ジョジョ・ラビット(2019年製作の映画)
4.2

このレビューはネタバレを含みます

いやぁ…
予想もしなかった設定・展開で、話の大きさに驚いた。

ポスターの絵や、序盤のコミカルな雰囲気とギャップのある重い内容。

重い内容ながらも、可愛らしい色使いなどがお洒落で、絵的に重苦しくなかったのが印象的。

冒頭から、ジョジョの神(=イエス)のようでありイマジナリー・フレンドのような立ち位置で現れるヒットラー。
純粋にヒットラーを信じ切っているジョジョが痛々しい。

テロリストの集団は、幼い子供にまずトカゲなどの小動物を殺させ、次第にネコなど大きな動物を殺すようにして人間を殺すことに対する抵抗心を失くさせると聞いたことがあるけど、軍隊も同じことをするんだな。

教育っておそろしい。
国によって偏った思想を叩き込まれたら、親でさえそれを変えることはできない。

しかし、ユダヤ人少女との出会いがジョジョを変えていく…。

自分が固く信じてきたものが揺らぎ始め、壊れていく衝撃。
それまでの自分が否定される痛み。
何が正しいのか、何を信じればよいのかわからなくなる戸惑い。
わずか10歳でそれを経験しなければならないとは。

トム・クルーズ主演の「7月4日に生まれて」では、愛国心を叩き込まれて育ち、意気揚々とベトナム戦争に行ったアメリカ人青年が戦争の現実を目の当たりにし、自らも半身不随になって帰国した後、反戦活動家に転身していく姿が描かれていた。
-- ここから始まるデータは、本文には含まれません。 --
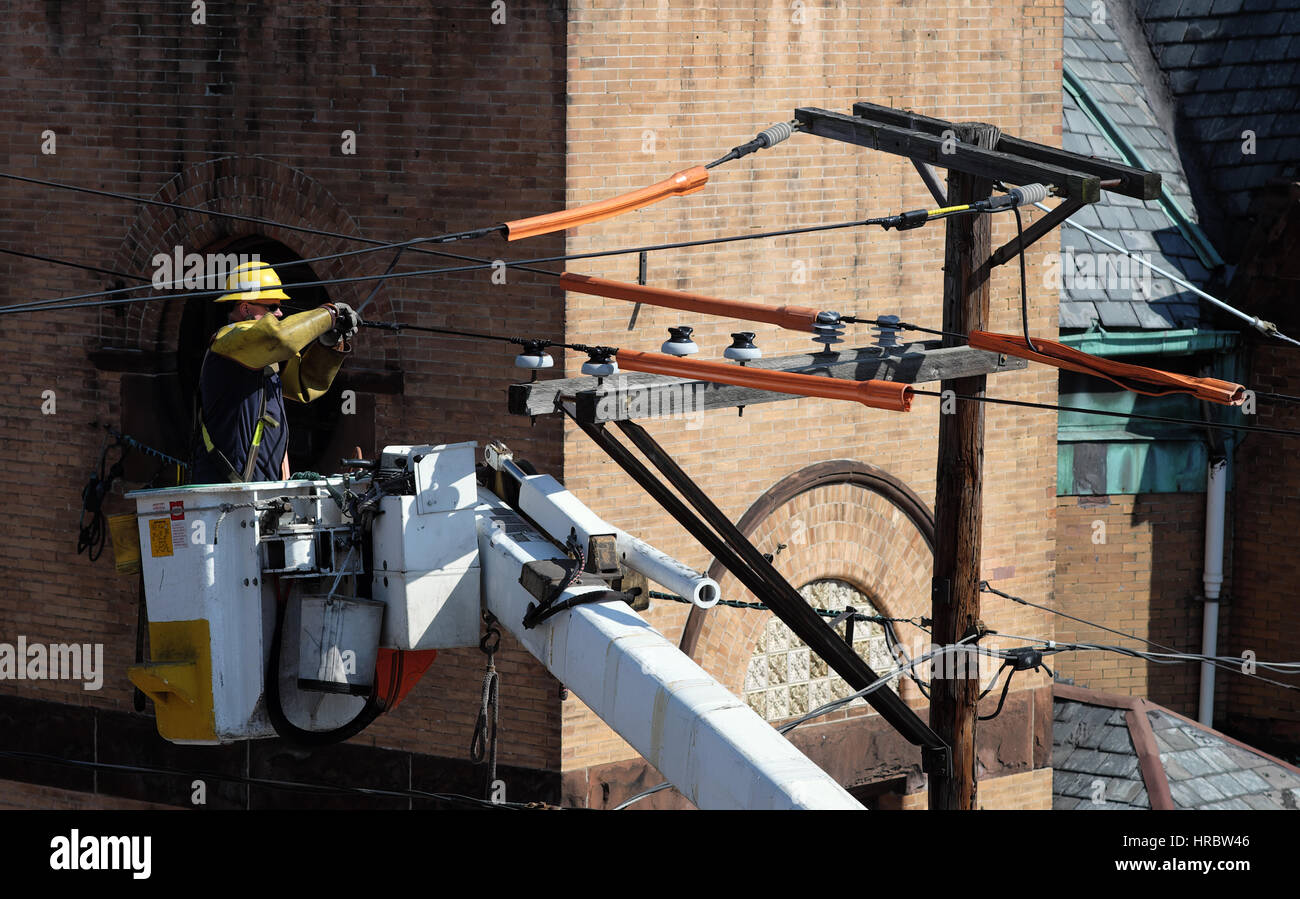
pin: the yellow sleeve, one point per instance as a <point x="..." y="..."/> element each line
<point x="307" y="377"/>
<point x="255" y="344"/>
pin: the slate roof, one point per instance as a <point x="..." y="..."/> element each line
<point x="1135" y="755"/>
<point x="1233" y="66"/>
<point x="1091" y="746"/>
<point x="1097" y="59"/>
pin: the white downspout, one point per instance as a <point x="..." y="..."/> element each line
<point x="1216" y="493"/>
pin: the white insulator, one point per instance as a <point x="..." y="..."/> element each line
<point x="538" y="360"/>
<point x="599" y="369"/>
<point x="1027" y="194"/>
<point x="776" y="134"/>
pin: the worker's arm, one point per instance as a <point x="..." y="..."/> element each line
<point x="255" y="344"/>
<point x="307" y="377"/>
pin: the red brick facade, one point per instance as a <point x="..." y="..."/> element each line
<point x="1134" y="564"/>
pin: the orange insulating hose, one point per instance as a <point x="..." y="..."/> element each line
<point x="1138" y="378"/>
<point x="875" y="394"/>
<point x="794" y="317"/>
<point x="687" y="181"/>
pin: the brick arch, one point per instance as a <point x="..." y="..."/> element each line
<point x="247" y="186"/>
<point x="837" y="520"/>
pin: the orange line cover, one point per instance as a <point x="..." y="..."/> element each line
<point x="688" y="181"/>
<point x="793" y="317"/>
<point x="875" y="394"/>
<point x="1138" y="378"/>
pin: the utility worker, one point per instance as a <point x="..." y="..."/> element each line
<point x="252" y="365"/>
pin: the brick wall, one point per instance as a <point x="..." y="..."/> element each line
<point x="733" y="70"/>
<point x="1134" y="564"/>
<point x="460" y="122"/>
<point x="1265" y="509"/>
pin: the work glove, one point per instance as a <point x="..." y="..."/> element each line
<point x="346" y="321"/>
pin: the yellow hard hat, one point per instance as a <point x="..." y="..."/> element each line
<point x="254" y="282"/>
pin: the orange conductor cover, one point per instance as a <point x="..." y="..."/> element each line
<point x="875" y="394"/>
<point x="793" y="317"/>
<point x="687" y="181"/>
<point x="1138" y="378"/>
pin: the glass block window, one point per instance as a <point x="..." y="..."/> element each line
<point x="785" y="680"/>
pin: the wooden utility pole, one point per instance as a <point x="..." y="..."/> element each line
<point x="958" y="490"/>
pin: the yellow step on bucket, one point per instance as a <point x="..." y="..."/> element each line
<point x="126" y="542"/>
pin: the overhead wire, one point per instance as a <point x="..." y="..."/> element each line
<point x="1225" y="663"/>
<point x="74" y="300"/>
<point x="999" y="400"/>
<point x="879" y="683"/>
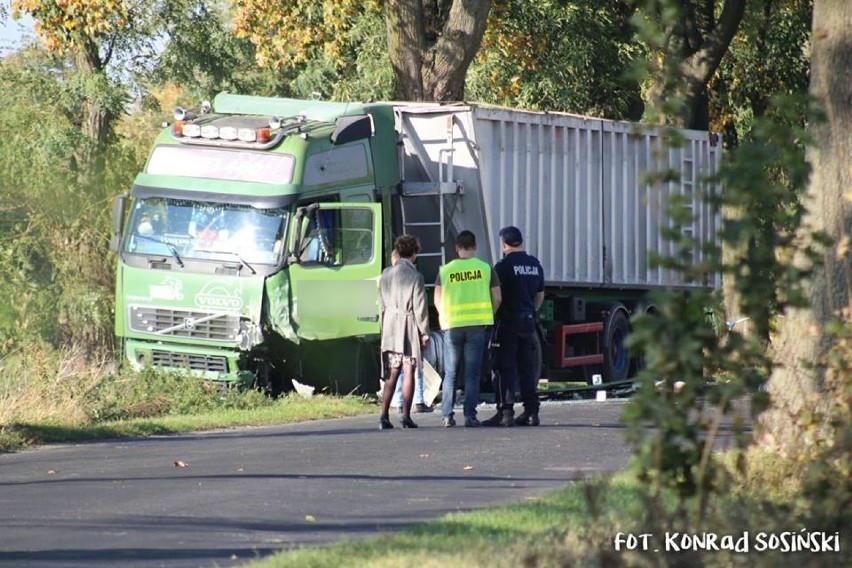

精神的な変遷は本作と似ているものの、この映画では子供を主人公にし、コミカルに可愛らしく描くことで重苦しさを緩和している。
それでいてメッセージ性は損なわれていないのが素晴らしいと思う。

自分の目で見ること。
自分の頭で考えること。
ミサイルよりも銃よりも強いものがあること。

とてもハッピーエンドとは言えないエンディングながら、ふたりが踊り始めるラストには、希望が見えた。